A Delegacia de Futebol e Eventos (DEMAFE) vai pedir nesta semana que a torcida organizada do Paraná Clube, a Fúria Independente, auxilie na identificação do segundo torcedor envolvido no caso de racismo, que aconteceu na última quinta-feira (10). De acordo com o delegado Clóvis Galvão, o documento será entregue em breve. “A gente espera que a diretoria da organizada nos auxilie a identificar o outro torcedor”, disse à Banda B.

Ainda, segundo ele, imagens de câmeras da imprensa auxiliam na identificação do primeiro deles. “Falta pouco”, comemora o delegado. O jogo do Paraná Clube contra o São Bernardo, vencido pelo Tricolor por 3 a 1, terminou na delegacia. Dois torcedores do Paraná xingaram o volante Marino, do São Bernardo, no final da partida válida pela Copa do Brasil. Os xingamentos tinham cunho racista e aconteceram no momento em que o jogador deixava o gramado da Vila Capanema após ter sido expulso. “Macaco”, gritaram os torcedores, que têm entre 40 e 65 anos.

De acordo com o delegado, o episódio de racismo é mais um que mancha o futebol brasileiro. “A gente torce para que estas ocorrências acabem, mas infelizmente isso não está acontecendo. Aqui em Curitiba, é o primeiro caso de racismo, mas no país isso infelizmente está se tornando recorrente. Nesse caso eu posso garantir que vamos identificar os suspeitos, vai caber a justiça definir se eles responderão pelo crime ou não”, disse.

Punição

A preocupação do Paraná é com relação às punições no âmbito esportivo que pode receber do Superior Tribunal de Justiça Desportiva (STJD). Em casos como esse, o Código Brasileiro de Justiça Desportiva (CBJD) prevê até a exclusão da competição do clube envolvido. Tudo depende do trabalho da Procuradoria, responsável por fazer as denúncias de irregularidade.

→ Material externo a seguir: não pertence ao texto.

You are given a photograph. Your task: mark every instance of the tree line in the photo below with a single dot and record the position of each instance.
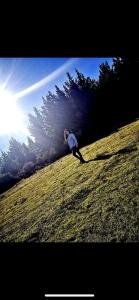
(88, 107)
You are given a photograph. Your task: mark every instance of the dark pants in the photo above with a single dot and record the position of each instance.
(76, 150)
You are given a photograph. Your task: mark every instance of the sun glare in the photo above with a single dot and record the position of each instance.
(11, 118)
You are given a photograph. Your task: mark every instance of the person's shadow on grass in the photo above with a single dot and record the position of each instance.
(103, 156)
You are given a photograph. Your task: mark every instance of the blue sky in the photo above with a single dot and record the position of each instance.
(21, 73)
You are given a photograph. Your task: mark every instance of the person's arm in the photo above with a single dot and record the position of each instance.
(74, 138)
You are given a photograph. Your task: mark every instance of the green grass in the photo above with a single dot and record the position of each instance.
(69, 202)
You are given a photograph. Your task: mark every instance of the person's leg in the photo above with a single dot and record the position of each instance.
(74, 153)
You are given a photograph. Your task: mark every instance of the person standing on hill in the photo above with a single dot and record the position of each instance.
(71, 140)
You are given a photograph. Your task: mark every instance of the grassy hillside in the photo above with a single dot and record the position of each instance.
(66, 201)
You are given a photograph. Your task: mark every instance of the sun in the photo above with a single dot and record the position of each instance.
(11, 118)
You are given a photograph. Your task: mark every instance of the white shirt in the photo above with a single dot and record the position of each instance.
(72, 141)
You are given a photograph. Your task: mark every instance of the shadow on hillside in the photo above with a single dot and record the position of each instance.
(103, 156)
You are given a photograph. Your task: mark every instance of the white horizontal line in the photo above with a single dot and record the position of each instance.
(69, 295)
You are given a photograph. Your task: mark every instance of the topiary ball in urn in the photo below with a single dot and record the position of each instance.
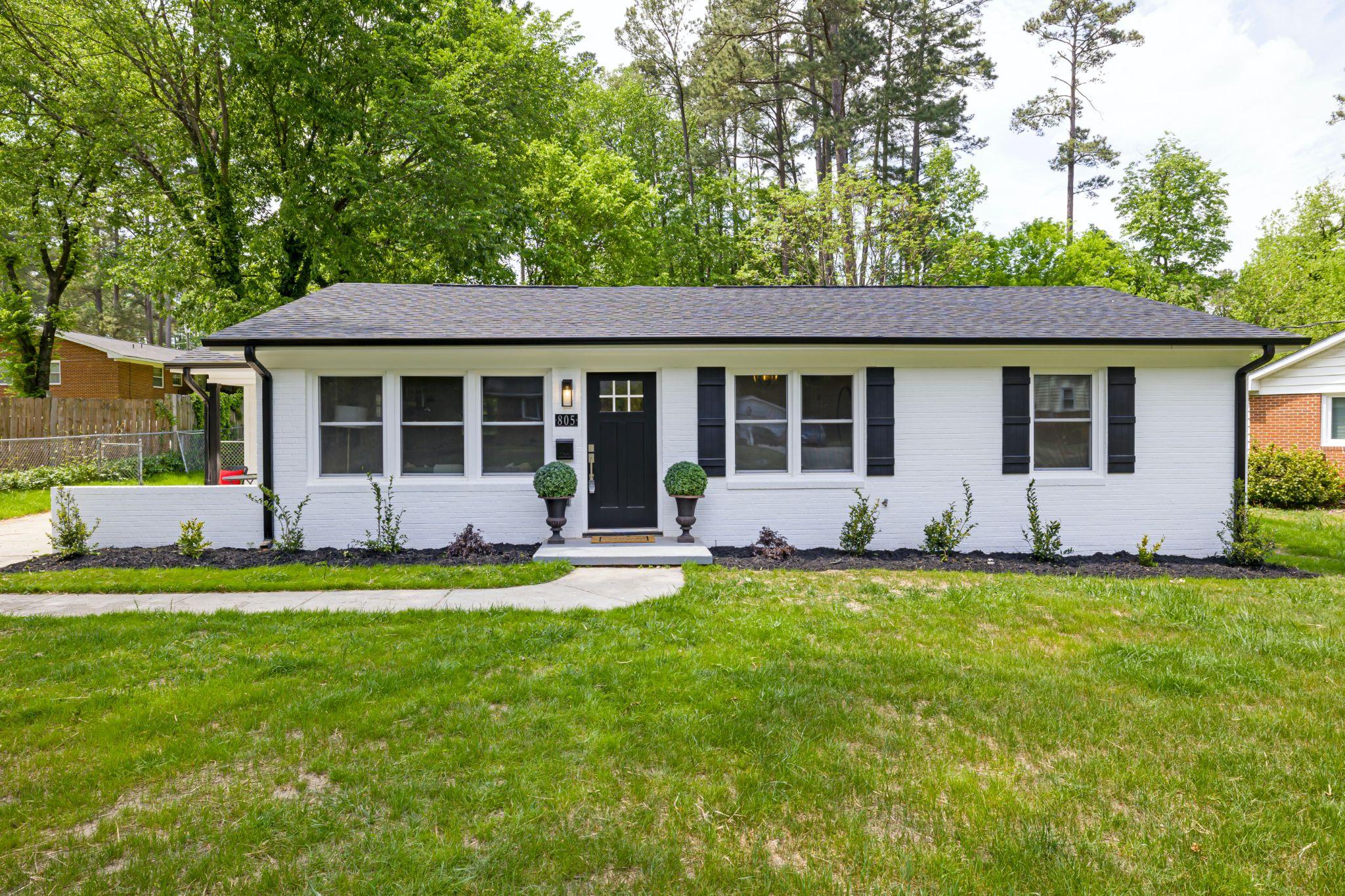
(685, 484)
(554, 482)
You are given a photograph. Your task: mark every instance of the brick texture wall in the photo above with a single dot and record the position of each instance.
(87, 372)
(1292, 421)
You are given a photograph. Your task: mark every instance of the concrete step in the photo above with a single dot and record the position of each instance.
(665, 551)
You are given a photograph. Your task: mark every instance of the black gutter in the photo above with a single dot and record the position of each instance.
(768, 340)
(1241, 410)
(268, 479)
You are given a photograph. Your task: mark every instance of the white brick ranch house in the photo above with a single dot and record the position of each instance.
(1129, 413)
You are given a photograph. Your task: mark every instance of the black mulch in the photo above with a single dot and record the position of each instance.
(1124, 566)
(248, 558)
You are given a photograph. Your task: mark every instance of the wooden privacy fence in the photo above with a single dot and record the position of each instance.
(24, 418)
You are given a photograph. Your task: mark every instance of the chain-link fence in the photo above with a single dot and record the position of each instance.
(171, 446)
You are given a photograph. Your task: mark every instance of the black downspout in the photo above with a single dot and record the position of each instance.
(268, 523)
(210, 426)
(1241, 410)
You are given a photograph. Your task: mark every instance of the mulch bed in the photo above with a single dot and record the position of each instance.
(1122, 566)
(249, 558)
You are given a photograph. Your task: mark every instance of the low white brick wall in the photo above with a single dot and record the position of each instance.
(151, 515)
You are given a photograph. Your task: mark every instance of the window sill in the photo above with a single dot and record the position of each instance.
(783, 482)
(1048, 480)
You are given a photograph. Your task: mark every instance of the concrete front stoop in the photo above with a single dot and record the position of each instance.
(662, 551)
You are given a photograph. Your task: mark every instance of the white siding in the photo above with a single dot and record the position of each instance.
(948, 426)
(132, 516)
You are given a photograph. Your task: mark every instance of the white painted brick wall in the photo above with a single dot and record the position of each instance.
(948, 426)
(152, 515)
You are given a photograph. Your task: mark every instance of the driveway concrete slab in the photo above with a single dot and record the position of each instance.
(594, 589)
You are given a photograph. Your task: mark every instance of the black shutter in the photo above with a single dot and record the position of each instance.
(1017, 419)
(709, 419)
(881, 409)
(1121, 419)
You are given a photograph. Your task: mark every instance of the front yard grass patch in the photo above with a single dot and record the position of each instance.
(294, 576)
(860, 731)
(24, 501)
(1308, 539)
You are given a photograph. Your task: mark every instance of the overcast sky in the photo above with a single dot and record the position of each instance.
(1248, 83)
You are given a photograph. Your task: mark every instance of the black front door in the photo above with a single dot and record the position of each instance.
(623, 445)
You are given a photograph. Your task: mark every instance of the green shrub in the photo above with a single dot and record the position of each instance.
(70, 535)
(1293, 479)
(556, 480)
(948, 530)
(1043, 538)
(862, 524)
(1147, 554)
(192, 543)
(685, 480)
(386, 536)
(1245, 545)
(291, 538)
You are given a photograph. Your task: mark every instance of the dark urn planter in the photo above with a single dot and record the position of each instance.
(556, 519)
(686, 515)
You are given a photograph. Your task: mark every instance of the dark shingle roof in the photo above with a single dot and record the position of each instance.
(513, 314)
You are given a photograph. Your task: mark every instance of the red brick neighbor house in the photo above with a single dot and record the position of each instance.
(1300, 400)
(88, 366)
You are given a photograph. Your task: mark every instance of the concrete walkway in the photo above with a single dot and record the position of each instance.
(23, 538)
(595, 589)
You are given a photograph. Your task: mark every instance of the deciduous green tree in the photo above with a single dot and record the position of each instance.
(1082, 37)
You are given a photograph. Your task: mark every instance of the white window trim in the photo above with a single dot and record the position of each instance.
(794, 476)
(548, 450)
(1095, 475)
(315, 413)
(1327, 421)
(397, 391)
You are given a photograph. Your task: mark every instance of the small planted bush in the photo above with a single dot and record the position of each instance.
(862, 524)
(1245, 544)
(1293, 479)
(468, 544)
(291, 536)
(950, 528)
(192, 543)
(386, 536)
(771, 544)
(70, 535)
(1146, 553)
(685, 480)
(1043, 538)
(556, 480)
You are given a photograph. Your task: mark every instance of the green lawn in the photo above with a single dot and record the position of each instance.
(1308, 539)
(295, 576)
(24, 501)
(757, 733)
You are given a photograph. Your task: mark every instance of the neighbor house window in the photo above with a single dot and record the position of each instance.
(351, 425)
(827, 430)
(513, 431)
(1061, 426)
(432, 425)
(761, 423)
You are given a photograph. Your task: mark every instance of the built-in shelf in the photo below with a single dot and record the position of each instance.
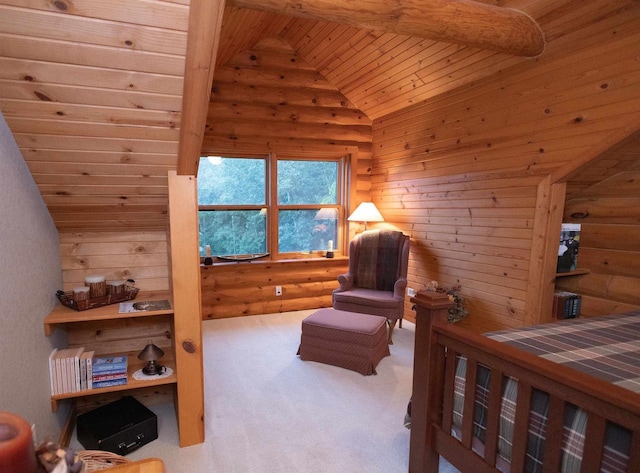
(66, 318)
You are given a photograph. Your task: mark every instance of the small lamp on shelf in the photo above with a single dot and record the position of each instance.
(151, 353)
(366, 212)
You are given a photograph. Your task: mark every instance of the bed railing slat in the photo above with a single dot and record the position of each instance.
(449, 387)
(553, 435)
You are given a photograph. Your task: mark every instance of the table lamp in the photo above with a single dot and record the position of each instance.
(151, 353)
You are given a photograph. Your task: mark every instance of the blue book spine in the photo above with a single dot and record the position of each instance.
(110, 364)
(113, 371)
(108, 384)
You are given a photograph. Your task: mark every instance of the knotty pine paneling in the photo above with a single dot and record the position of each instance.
(460, 173)
(239, 289)
(141, 256)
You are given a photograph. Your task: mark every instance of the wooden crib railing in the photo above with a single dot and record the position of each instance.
(436, 345)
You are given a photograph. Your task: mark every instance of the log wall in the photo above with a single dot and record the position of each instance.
(463, 174)
(264, 100)
(141, 256)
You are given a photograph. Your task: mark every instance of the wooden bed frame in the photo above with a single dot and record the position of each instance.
(432, 399)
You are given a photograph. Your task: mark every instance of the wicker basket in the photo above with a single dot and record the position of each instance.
(98, 460)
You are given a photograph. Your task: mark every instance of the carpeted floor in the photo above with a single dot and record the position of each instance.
(267, 411)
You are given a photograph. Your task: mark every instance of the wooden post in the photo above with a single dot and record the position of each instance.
(431, 309)
(185, 277)
(466, 22)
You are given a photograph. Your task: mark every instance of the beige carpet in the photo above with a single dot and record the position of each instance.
(267, 411)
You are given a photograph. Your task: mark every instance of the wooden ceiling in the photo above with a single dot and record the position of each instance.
(93, 90)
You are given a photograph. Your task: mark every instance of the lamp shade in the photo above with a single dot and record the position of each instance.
(327, 213)
(366, 212)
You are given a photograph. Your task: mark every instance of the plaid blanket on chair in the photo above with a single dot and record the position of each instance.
(379, 250)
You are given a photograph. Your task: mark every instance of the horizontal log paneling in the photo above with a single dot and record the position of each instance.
(238, 289)
(517, 128)
(141, 256)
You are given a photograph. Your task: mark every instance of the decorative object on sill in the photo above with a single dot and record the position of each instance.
(98, 460)
(242, 258)
(330, 249)
(151, 354)
(97, 286)
(140, 376)
(366, 212)
(17, 454)
(208, 260)
(458, 311)
(73, 299)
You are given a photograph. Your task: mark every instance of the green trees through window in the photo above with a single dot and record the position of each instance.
(251, 206)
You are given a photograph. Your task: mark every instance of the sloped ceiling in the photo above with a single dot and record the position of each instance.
(92, 90)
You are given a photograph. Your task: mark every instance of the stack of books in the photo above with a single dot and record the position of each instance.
(566, 305)
(109, 371)
(75, 369)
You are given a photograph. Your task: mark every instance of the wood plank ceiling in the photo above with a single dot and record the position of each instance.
(92, 90)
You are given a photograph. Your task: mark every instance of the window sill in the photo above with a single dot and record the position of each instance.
(306, 259)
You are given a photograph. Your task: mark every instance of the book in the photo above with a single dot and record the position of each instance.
(74, 360)
(568, 248)
(109, 363)
(127, 307)
(109, 383)
(52, 371)
(85, 373)
(108, 377)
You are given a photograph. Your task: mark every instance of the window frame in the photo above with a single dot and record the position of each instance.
(273, 208)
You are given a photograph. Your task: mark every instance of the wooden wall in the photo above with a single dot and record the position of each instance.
(461, 173)
(141, 256)
(237, 289)
(609, 212)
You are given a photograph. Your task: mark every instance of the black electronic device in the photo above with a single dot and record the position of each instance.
(119, 427)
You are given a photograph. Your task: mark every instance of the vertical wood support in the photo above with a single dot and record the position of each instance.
(185, 276)
(544, 251)
(431, 308)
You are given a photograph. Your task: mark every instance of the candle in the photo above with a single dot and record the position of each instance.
(17, 454)
(97, 285)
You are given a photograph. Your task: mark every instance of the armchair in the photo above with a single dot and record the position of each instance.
(377, 277)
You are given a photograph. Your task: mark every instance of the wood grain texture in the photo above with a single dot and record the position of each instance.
(465, 22)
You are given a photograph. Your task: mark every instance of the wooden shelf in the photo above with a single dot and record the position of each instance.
(575, 272)
(131, 384)
(62, 315)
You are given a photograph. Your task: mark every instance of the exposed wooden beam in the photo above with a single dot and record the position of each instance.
(455, 21)
(205, 20)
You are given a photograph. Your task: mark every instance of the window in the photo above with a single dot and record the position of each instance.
(284, 207)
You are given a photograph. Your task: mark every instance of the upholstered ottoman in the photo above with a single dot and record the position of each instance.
(346, 339)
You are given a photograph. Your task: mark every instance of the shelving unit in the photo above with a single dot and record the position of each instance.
(576, 272)
(107, 318)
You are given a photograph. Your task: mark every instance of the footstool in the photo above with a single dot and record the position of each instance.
(346, 339)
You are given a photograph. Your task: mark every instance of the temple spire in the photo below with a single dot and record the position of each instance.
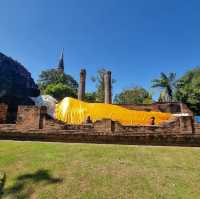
(61, 62)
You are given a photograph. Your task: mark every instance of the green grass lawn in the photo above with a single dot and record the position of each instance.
(57, 170)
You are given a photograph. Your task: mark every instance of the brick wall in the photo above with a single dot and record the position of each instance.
(3, 113)
(174, 107)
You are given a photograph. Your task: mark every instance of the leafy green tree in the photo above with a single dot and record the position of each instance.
(99, 80)
(167, 83)
(135, 95)
(59, 91)
(188, 89)
(90, 97)
(57, 84)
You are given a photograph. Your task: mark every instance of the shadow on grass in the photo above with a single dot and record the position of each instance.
(22, 190)
(2, 183)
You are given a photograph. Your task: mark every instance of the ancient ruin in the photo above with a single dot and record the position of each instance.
(34, 123)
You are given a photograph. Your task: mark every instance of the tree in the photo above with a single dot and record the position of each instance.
(90, 97)
(135, 95)
(57, 84)
(188, 89)
(167, 83)
(59, 91)
(99, 80)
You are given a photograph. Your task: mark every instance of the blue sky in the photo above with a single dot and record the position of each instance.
(136, 39)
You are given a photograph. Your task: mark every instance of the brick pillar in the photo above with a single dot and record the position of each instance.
(3, 113)
(108, 88)
(31, 117)
(81, 90)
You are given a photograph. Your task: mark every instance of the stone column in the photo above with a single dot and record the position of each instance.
(81, 90)
(108, 87)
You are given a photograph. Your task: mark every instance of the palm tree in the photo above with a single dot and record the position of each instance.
(167, 84)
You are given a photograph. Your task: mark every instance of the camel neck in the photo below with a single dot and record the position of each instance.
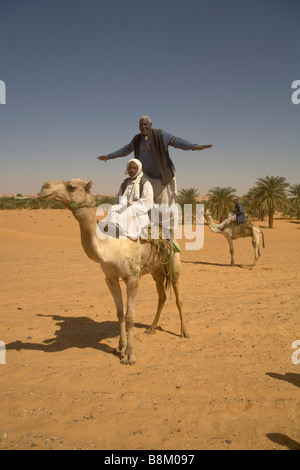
(86, 217)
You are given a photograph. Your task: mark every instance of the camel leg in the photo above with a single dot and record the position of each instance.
(115, 289)
(231, 248)
(132, 285)
(161, 290)
(255, 243)
(175, 284)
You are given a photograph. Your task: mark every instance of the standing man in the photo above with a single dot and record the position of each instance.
(151, 148)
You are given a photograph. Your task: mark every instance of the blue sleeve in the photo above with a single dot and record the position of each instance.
(176, 142)
(122, 152)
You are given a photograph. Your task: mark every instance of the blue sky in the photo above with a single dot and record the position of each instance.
(80, 73)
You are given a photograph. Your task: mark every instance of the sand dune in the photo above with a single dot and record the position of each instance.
(232, 385)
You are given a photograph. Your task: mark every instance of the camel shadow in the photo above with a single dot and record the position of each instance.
(206, 263)
(294, 379)
(75, 332)
(283, 440)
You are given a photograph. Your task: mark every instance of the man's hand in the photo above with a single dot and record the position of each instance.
(103, 158)
(202, 147)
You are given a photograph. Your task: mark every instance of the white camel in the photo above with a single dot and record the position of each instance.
(231, 234)
(118, 258)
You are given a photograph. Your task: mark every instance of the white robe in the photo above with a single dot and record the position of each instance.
(131, 218)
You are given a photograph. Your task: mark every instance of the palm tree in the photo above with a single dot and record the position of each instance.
(271, 195)
(294, 192)
(220, 201)
(188, 196)
(253, 205)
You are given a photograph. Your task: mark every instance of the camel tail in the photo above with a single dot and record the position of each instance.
(168, 282)
(263, 237)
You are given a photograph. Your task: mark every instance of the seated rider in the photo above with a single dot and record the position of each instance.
(129, 217)
(238, 215)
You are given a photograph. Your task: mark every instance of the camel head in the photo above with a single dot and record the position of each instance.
(72, 194)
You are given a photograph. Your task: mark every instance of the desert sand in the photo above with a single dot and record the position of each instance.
(232, 385)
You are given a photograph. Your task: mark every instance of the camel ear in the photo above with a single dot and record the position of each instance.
(89, 186)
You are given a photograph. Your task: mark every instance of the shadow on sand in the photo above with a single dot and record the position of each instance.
(289, 377)
(205, 263)
(78, 332)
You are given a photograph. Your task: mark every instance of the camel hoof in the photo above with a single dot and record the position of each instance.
(128, 360)
(185, 334)
(151, 331)
(120, 352)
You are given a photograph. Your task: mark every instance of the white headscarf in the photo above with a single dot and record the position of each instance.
(136, 190)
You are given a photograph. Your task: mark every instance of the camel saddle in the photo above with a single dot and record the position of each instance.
(240, 230)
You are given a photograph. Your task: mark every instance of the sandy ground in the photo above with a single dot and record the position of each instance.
(232, 385)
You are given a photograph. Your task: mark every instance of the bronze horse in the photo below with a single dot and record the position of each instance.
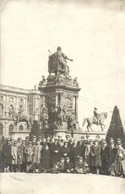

“Se houver provas que isso aconteceu realmente, vamos avaliar. Aí sim poderá ser feita a denúncia. A pena depende da gravidade. São várias penas previstas: perda de mando, perda de pontos e até exclusão”, expôs ontem à Banda B, logo após a denúncia, Paulo Schmitt, procurador-geral do STJD.

Algo que poderia servir como prova no Tribunal é a súmula da partida, o documento oficial do evento. Poderia, já que o árbitro Rodrigo D Alonso Ferreira não relatou nenhuma irregularidade.